The first change to the guidelines since 1997 follows a decision by Abe’s cabinet in July to reinterpret Article 9 of Japan’s post-war pacifist constitution. The step allows Japan to provide military aid to U.S. and other allied countries under attack. The cabinet move, which also permits Japan to exercise its right to “collective self-defense,” comes against a backdrop of escalating tensions between Japan and China over the contested Diaoyu/Senkaku islands in the East China Sea and Pyongyang’s increasing ability to strike Japan with nuclear-armed missiles.

Japan and the U.S. are likewise stepping up their global cooperation against missile, cyber and space-based attacks and joint maritime security operations under the new rules. In the most significant twist, Japanese forces can help shoot down enemy missiles headed for the U.S.

In return for such enhanced cooperation, Japan has secured Washington’s pledge of military support where Japan’s survival is under threat. Washington’s also agreed in principle to support Japan in potential clashes with China over disputed islands in the East China Sea. Reuters reported that a joint statement issued after the New York meeting by U.S. and Japanese officials “reconfirmed the alliance’s commitment to the security of Japan,” as well as Japan’s sovereignty over the islets in the East China Sea known as the Senkakus in Japan and the Diaoyus in China.

U.S. officials, at the same time, are downplaying suggestions that the revamped guidelines are aimed at China. Obama, aware of the deep financial and economic links between the U.S. and China, is wary of being drawn into a Sino-Japanese military incident on the high seas.

The other foot in Japan’s new defense stance will drop later this year when the Diet votes on legislation that will allow Japanese minesweepers to deploy in the Hormuz Strait in the Persian Gulf. Japanese forces also will be able to provide logistical support to the U.S. in other trouble spots far from Japan.
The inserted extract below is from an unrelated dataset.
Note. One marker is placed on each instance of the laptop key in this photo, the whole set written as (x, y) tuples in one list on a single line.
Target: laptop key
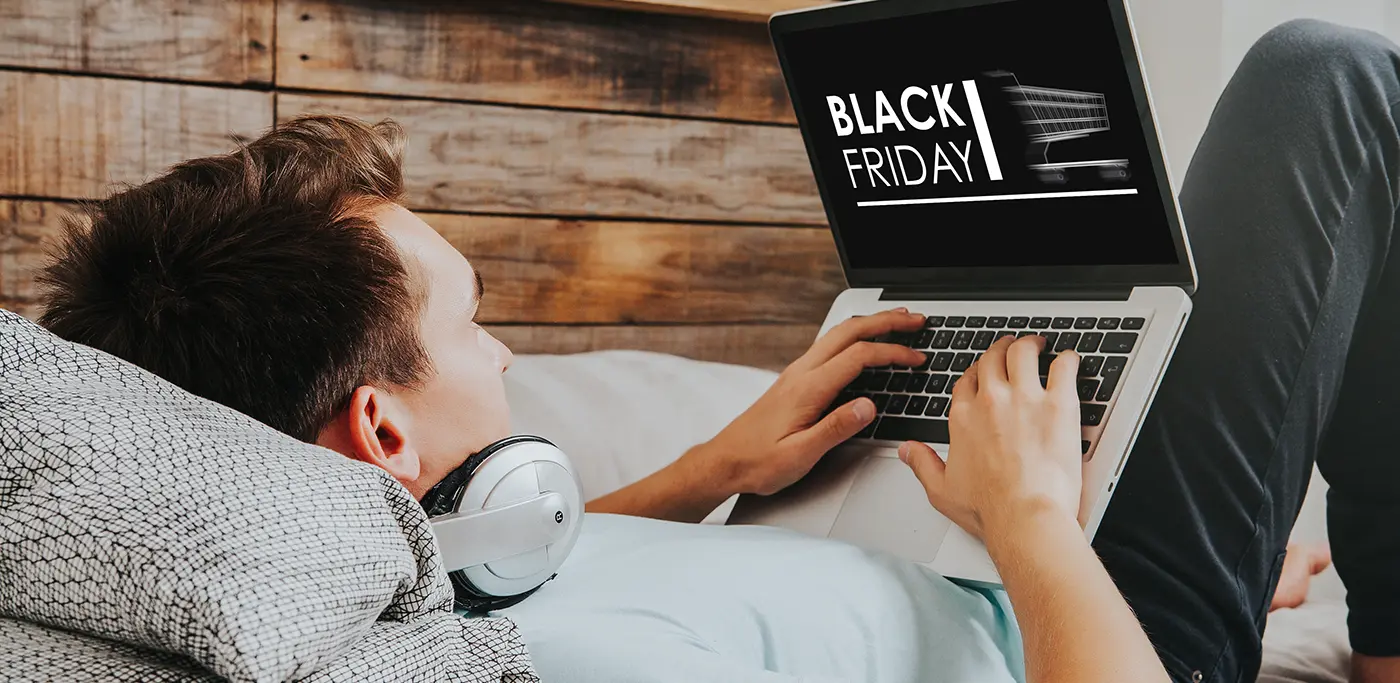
[(916, 382), (1091, 414), (916, 405), (898, 382), (1088, 388), (937, 406), (909, 428), (1067, 342), (878, 381), (898, 403), (1112, 374), (1091, 342), (881, 402), (1119, 342), (937, 384)]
“These guidelines eliminate the geographic restrictions on U.S. and Japan cooperation so we’ll be able to do globally what we’ve been able to do in Japan and regionally as well,” said an unnamed defense official quoted on the U.S. Department of Defense website.

Abe’s Liberal Democratic Party aims to revise Japan’s constitution by late 2018 to lift other legal curbs on Japanese military operations.

The first U.S.-Japan defense guidelines were issued in 1978 and focused on the immediate defense of Japan.These were amended in 1997 to allow U.S. and Japanese military forces to cooperate regionally in areas surrounding Japan.